Opposition leaders are demanding Lucena set a date for the collection of 20 percent - about 4 million signatures - needed next to trigger the actual referendum.
“Only one step remaining,” tweeted opposition lawmaker Freddy Guevara. “The better Venezuela is coming.”
Henrique Capriles, who narrowly lost to Maduro in the 2013 presidential race and has been the main driver of the recall push, called for rallies later this week to pressure for the next phase.
Earlier, U.S. Secretary of State John Kerry also urged Venezuela “not to play a game of delay” over the referendum.
The government, however, has vowed there will be no referendum this year.

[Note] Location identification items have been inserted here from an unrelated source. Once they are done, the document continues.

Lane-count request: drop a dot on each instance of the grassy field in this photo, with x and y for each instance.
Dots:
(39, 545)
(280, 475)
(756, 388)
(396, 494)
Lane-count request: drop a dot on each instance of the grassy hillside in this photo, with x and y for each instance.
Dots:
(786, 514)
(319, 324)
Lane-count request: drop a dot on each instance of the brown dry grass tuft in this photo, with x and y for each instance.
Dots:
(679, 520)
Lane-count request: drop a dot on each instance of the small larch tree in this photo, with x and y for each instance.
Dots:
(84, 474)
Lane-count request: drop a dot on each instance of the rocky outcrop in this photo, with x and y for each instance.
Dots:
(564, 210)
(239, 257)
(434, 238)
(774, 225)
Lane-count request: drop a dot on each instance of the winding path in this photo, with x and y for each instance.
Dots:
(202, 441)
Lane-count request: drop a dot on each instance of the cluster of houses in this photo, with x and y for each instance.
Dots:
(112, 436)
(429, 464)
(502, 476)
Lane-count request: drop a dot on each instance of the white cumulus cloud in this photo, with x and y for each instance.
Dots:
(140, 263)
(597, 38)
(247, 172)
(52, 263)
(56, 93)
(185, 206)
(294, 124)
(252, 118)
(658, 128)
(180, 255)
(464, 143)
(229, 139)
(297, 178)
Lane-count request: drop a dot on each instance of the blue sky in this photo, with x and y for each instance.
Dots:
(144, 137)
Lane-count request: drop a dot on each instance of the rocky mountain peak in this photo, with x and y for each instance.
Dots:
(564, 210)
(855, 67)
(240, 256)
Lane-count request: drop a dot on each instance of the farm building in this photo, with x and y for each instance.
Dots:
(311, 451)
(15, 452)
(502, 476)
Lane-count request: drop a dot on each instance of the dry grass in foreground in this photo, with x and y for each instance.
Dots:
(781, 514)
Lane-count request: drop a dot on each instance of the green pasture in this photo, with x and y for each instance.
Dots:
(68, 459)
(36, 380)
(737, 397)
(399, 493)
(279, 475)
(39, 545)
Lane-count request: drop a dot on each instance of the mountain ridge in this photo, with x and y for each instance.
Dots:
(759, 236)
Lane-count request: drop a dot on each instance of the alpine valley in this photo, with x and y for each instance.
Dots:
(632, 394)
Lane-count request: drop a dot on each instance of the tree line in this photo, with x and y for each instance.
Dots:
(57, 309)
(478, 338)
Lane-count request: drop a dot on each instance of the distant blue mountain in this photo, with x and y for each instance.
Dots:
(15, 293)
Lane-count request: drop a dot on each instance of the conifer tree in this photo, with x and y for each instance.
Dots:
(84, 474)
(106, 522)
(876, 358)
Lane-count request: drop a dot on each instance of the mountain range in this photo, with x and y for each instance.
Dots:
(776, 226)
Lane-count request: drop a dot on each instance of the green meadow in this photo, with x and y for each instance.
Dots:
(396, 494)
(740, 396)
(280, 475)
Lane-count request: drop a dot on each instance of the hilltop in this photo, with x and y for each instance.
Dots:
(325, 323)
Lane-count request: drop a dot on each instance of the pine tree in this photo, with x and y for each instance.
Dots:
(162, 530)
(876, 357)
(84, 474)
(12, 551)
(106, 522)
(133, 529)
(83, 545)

It has launched nearly 9,000 lawsuits, alleging massive fraud in signature collection.
“Legally, it is dead,” said senior Socialist Party leader Jorge Rodriguez.
Lucena said that 98 percent of nearly 408,000 signatures gathered by the opposition Democratic Unity (MUD) coalition - twice the minimum required of 1 percent or 200,000 - in the initial phase were validated.
She requested a probe into the others.
Critics blame failed socialist economic policies for Venezuela’s three-year recession, triple-digit inflation, product shortages and long lines at shops.
Maduro, a former bus driver and foreign minister who succeeded the late Hugo Chavez, said the fault lies with falling oil prices and an “economic” war by opponents.
Adding to the heated political climate, Venezuela’s Supreme Court ruled on Monday night that the opposition-controlled National Assembly’s activities would be “null” until it withdrew three opposition legislators whom the tribunal had suspended pending a probe into alleged vote-buying.